Recently, I need to share an R model on the server to my colleagues who use R. Plumber comes to my mind immediately. Build a web API using plumber is really easy. I love the roxygen-way to define the API. It’s elegant and easy to maintain.
Usually, web APIs use JSON to represent data. Unfortunately, JSON encodes objects in a string, which may result in information losses. For example, the attributes (other than names) cannot be preserved. And it causes troubles:
-
The user has to set back the attributes explicitly after the JSON results being parsed because there’s no way to tell
["2018-11-15"]
is a string or a date in the pure JSON format. Or you have to store all the attributes in a seperate list, which is tedious and error-prone. -
Some issue is difficult to solve like you can’t represent a zero-row dataframe in JSON (
jsonlite::toJSON(iris[0,])
returns[]
). You have to deal with such corner cases by yourself. -
Parse a large R object to JSON can be quite slow1.
Luckily, all my “clients” (my colleagues) are R users, so I don’t really need a general web API. JSON is only one of the many methods to serialize objects and I’m not bound to it. Due to the existence of base::saveRDS()
, I know there must be a serializing method provided by R itself - whether the method is exported or not is the only thing in doubt. Fortunately, with little effort, base::serialize()
and base::unserialize()
are the cures I’m looking for.
My solution is provided in the code below. Since the rds file is almost the seamless representation of the R objects (external pointers are the exception), using base::serialize()
as the customized serializer of the plumber API minimizes the efforts required to establish a stable plumber API for the R users.
Enjoy!
UPDATE @2020/03/21
As the time of writing, the dev version of plumber
now gains the new native serializer rds
.
The sample code (BOTH POST and RETURN r objects)

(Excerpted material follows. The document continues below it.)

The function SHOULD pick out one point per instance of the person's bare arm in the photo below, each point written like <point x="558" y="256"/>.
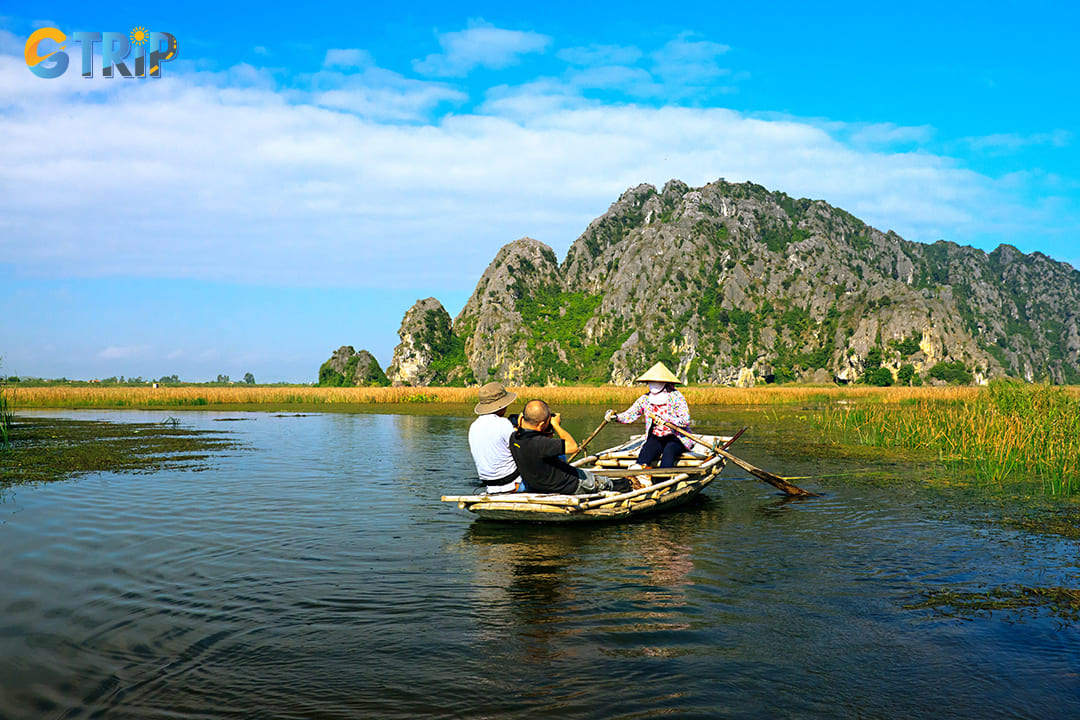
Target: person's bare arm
<point x="568" y="442"/>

- Place all the scripts under one same folder.
- Execute
main.R
to launch the API server. - Execute
client.R
to test the API.
plumber.R
#* @post /api
#* @serializer rds
function(req) {
req$robj
}
main.R
(In practice, you probably want to have a condition inside. A good example is this: https://github.com/jcpsantiago/protopretzel/blob/master/R/protobuf_filter.R)
library(plumber)
x <- plumb("plumber.R")
x$filter("robj", function(req) {
req$rook.input$rewind()
req$robj <- unserialize(req$rook.input$read())
plumber::forward()
})
x$run(debug = TRUE, port = 9999)
client.R
out <- httr::POST(
"http://127.0.0.1:9999/api",
encode = "raw",
body = serialize(iris, NULL),
httr::content_type("application/octet-stream")
)
# you may need to check httr::status_code() == 200L
# or if is.raw(httr::content(out)) is TRUE, first
base::unserialize(httr::content(out))
-
Let’s make a large double vector by
v <- rnorm(1e8)
,system.time(invisible(jsonlite::toJSON(v)))
costs 27 seconds whilesystem.time(invisible(serialize(v, NULL)))
costs less than 4 seconds on my computer ↩︎